Heart failure can also occur in conditions where the heart is producing a normal cardiac output, but the metabolic needs of the tissues are increased. Diseases such as anemia fall into this category. Thus, heart failure can occur in conditions where the strength of the heart muscle appears normal, but the bodies need for perfusion is so great the healthy heart cannot keep up with the demand.

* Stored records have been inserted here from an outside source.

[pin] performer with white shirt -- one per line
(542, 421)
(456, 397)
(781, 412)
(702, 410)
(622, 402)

If the left heart becomes diseased it does not pump an adequate amount of blood (decreased cardiac output) through the aorta for distribution to the cells of the body. This inadequate flow of blood ((poor perfusion) prevents these cells from performing their normal functions The brain monitors this perfusion, and goes into action by regulating hormones and sodium in conjunction with the kidneys and the lungs. This increases the pressure in the arterial system as a whole, and satisfies the needs of the cells temporarily by supplying them with a greater flow of blood (better perfusion). This added blood pressure fills the diseased left ventricle with blood more than usual (increased preload), causing it to dilate and weaken further. It also increases the pressure the left ventricle has to pump against (increased afterload) to get the blood through the aorta and into the cells. These add further work to an already diseased heart, compounding the problem even further. Eventually, the blood presented to the left ventricle does not get pumped out effectively, which causes a back flow (added pressure) in the lungs. When the pressure reaches a certain point the fluid in the blood vessels in the lungs leaks out, causing pulmonary edema. This is congestive heart failure (CHF).

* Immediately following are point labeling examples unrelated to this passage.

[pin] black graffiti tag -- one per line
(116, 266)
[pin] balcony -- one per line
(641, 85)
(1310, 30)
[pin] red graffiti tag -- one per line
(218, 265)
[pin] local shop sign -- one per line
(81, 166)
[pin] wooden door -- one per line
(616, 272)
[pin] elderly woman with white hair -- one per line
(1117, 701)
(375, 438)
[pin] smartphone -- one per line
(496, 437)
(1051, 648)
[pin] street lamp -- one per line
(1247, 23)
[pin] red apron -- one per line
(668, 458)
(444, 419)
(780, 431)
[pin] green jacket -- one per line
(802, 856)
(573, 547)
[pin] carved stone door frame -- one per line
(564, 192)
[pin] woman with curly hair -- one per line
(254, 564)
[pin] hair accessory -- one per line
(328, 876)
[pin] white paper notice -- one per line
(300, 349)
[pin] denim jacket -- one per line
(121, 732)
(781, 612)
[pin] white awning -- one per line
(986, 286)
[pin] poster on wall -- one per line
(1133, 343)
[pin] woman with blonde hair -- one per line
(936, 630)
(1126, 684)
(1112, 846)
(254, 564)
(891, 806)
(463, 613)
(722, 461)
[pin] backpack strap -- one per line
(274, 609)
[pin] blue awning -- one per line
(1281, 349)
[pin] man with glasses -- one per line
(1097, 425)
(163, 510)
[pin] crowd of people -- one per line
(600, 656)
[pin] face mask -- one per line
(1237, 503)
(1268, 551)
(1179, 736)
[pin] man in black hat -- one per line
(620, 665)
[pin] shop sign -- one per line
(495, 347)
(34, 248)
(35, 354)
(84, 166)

If the right heart becomes diseased, a similar set of physiologic sequences occurs. The higher blood pressure that results when the cells send their emergency signals to the brain results in a greater amount of blood being presented to the right heart (increased preload). Eventually, the weakened right heart cannot pump blood into the lungs faster than the venous system is presenting blood to it. This causes back pressure to build up in the venous system, especially the vena cava and other veins in the abdomen and even thorax. When the pressure gets high enough in these veins fluid leaks out, leading to ascites and pulmonary effusion.
This problem can occur in both hearts at the same time, causing even more problems.